Een vakgenoot (forensisch antropoloog), als forensische expert werkzaam binnen het MH17 onderzoek, heeft met toestemming van het hoofd LTFO begin februari 2015 in een besloten vergadering een presentatie over het identificatieproces gegeven aan ca. 30 leden van de Nederlandse Vereniging van Fysische Antropologie.

Een tandarts, als odontoloog werkzaam binnen het MH17 onderzoek, heeft drie presentaties gegeven over het identificatieproces MH17 aan vakgenoten. Op basis van het intern feitenonderzoek is niet bekend of hier toestemming voor is gevraagd. Het betreft:

  • een presentatie voor het College Adviserend Tandartsen.

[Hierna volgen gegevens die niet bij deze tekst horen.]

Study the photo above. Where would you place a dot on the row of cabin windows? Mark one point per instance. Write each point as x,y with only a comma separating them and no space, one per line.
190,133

Dit betrof een besloten groep van 15 odontologen;

  • een presentatie bij Interpol voor odontologen;

  • een presentatie in het kader van een les Forensische Odontologie voor studenten Forensische Geneeskunde, Universitair Medisch Centrum Utrecht.

In het feitenonderzoek heeft het operationeel hoofd LTFO verklaard dat hij meerdere presentaties over het identificatieproces MH17 heeft gegeven, waarvan hij er twee concreet benoemt:

  • een presentatie voor de Veiligheidsregio Twente;

  • een presentatie bij Interpol in Lyon.

Vraag 18

Wie heeft de foto’s van de presentatie van professor Maat aan hem gegeven?

Antwoord 18

De foto’s zijn voor een deel afkomstig van een presentatie van een collega-forensisch expert en voor een ander deel afkomstig van een SD-card die door het LTFO ter beschikking is gesteld aan de heer Maat voor educatieve en identificatie doeleinden.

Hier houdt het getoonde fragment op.